Ideas and Contagions
The same model can be used for the contagions and concentration of ideas. But there are some restrictions on the nature of epidemics I must discuss here. Ideas do not spread without some form of structure. Recall the discussion in Chapter 4 about how we come prepared to make inferences. Just as we tend to generalize some matters but not others, so there seem to be “basins of attraction” directing us to certain beliefs. Some ideas will
prove contagious, but not others; some forms of superstitions will spread, but not others; some types of religious beliefs will dominate, but not others. The anthropologist, cognitive scientist, and philosopher Dan Sperber has proposed the following idea on the epidemiology of representations. What people call “memes,” ideas that spread and that compete with one another using people as carriers, are not truly like genes. Ideas spread because, alas, they have for carriers self-serving agents who are interested in them, and interested in distorting them in the replication process. You do not make a cake for the sake of merely replicating a recipe—you try to make your own cake, using ideas from others to improve it. We humans are not photocopiers. So contagious mental categories must be those in which we are prepared to believe, perhaps even programmed to believe. To be contagious, a mental category must agree with our nature.

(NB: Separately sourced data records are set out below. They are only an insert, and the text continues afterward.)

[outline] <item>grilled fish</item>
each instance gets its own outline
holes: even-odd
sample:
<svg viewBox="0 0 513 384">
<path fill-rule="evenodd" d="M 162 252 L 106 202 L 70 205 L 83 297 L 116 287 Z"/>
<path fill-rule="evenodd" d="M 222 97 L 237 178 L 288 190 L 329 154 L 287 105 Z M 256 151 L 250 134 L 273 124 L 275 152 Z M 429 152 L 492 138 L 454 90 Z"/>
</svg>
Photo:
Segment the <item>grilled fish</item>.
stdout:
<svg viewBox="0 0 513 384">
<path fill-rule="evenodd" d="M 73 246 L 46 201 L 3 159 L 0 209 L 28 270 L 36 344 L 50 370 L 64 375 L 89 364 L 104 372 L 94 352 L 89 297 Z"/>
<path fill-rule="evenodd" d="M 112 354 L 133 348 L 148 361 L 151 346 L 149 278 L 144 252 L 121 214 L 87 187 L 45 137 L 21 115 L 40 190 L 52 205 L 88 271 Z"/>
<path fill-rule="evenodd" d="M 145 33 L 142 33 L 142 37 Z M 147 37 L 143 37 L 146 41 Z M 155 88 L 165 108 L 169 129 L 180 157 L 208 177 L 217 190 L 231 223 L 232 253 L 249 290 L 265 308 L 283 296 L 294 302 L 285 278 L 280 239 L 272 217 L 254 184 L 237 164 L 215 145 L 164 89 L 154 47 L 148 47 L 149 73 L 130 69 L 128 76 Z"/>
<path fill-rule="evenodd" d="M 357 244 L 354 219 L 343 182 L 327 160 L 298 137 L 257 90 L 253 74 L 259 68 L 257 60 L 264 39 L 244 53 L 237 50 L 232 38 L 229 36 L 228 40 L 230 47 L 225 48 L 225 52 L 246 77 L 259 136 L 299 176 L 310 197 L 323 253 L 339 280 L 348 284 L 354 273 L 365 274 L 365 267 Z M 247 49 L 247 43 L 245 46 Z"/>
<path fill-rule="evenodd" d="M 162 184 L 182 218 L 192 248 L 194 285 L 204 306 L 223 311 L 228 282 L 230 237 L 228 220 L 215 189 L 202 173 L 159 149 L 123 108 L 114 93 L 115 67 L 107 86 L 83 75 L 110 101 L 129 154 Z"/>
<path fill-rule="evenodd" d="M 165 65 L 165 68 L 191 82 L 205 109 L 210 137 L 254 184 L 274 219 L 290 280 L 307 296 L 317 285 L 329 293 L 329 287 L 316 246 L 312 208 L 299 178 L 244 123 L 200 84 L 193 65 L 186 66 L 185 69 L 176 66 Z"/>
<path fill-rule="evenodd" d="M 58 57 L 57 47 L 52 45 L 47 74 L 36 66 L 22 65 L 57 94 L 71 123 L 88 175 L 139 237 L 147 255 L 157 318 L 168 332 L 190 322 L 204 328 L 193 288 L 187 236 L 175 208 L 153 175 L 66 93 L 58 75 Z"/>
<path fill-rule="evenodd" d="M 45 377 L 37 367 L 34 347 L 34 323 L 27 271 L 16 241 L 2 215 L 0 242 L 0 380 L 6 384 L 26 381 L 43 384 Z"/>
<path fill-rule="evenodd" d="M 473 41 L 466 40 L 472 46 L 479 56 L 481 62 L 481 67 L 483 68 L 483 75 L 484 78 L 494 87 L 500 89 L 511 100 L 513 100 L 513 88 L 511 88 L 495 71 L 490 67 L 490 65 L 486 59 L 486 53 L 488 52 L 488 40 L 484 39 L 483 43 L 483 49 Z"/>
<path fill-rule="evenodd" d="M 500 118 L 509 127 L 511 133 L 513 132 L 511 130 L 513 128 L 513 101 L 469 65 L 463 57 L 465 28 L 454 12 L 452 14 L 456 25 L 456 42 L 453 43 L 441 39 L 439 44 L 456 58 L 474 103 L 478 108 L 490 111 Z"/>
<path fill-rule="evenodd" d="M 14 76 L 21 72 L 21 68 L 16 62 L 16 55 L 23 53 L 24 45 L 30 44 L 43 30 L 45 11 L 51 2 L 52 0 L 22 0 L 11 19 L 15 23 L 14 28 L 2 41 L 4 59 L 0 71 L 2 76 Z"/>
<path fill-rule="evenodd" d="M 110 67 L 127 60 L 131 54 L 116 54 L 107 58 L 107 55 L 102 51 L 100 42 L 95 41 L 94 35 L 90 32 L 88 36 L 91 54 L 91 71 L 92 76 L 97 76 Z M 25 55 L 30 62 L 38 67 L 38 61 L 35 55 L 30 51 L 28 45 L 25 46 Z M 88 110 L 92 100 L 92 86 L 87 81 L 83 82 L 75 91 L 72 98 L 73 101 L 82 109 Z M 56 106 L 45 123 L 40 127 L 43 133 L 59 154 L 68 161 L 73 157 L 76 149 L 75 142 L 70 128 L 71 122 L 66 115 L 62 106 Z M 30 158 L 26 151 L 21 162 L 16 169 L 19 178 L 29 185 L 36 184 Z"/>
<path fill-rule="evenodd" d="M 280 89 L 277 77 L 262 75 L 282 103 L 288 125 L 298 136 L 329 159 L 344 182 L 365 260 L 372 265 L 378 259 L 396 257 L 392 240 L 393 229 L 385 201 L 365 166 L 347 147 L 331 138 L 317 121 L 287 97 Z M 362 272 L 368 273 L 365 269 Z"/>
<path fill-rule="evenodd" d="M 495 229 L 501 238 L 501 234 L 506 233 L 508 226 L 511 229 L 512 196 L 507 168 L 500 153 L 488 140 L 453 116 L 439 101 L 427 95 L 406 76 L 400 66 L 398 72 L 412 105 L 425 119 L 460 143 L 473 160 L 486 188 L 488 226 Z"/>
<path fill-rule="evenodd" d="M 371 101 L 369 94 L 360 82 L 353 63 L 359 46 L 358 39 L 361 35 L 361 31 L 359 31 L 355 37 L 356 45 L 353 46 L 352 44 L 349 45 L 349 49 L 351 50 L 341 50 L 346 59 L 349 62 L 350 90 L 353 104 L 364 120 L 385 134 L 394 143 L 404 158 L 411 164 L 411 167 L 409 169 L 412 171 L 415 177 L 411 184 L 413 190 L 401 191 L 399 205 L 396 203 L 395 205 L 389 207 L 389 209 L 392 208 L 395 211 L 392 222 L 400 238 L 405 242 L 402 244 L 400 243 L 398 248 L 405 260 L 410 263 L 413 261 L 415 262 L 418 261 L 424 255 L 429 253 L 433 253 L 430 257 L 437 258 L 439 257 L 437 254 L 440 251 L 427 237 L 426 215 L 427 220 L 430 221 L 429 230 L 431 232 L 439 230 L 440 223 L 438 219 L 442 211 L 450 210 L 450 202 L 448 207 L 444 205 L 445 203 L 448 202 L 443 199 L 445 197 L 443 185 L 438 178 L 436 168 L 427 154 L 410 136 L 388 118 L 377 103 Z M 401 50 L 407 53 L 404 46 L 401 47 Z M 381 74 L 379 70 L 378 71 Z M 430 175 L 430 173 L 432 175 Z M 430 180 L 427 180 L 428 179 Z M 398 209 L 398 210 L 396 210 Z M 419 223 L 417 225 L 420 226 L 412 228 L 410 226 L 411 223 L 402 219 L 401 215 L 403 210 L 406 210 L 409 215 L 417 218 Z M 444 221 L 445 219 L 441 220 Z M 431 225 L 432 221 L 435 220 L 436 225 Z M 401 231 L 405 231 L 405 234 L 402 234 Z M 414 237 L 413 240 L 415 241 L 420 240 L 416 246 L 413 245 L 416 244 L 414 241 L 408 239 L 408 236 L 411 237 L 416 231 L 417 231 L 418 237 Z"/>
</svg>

NOBODY IS SAFE IN EXTREMISTAN
There is something extremely naïve about all these models of the dynamics of concentration I’ve presented so far, particularly the socioeconomic ones. For instance, although Merton’s idea includes luck, it misses an additional layer of randomness. In all these models the winner stays a winner. Now, a loser might always remain a loser, but a winner could be unseated by someone new popping up out of nowhere. Nobody is safe.
Preferential-attachment theories are intuitively appealing, but they do not account for the possibility of being supplanted by newcomers—what every schoolchild knows as the decline of civilizations. Consider the logic of cities: How did Rome, with a population of 1.2 million in the first century A.D., end up with a population of twelve thousand in the third? How did Baltimore, once a principal American city, become a relic? And how did Philadelphia come to be overshadowed by New York?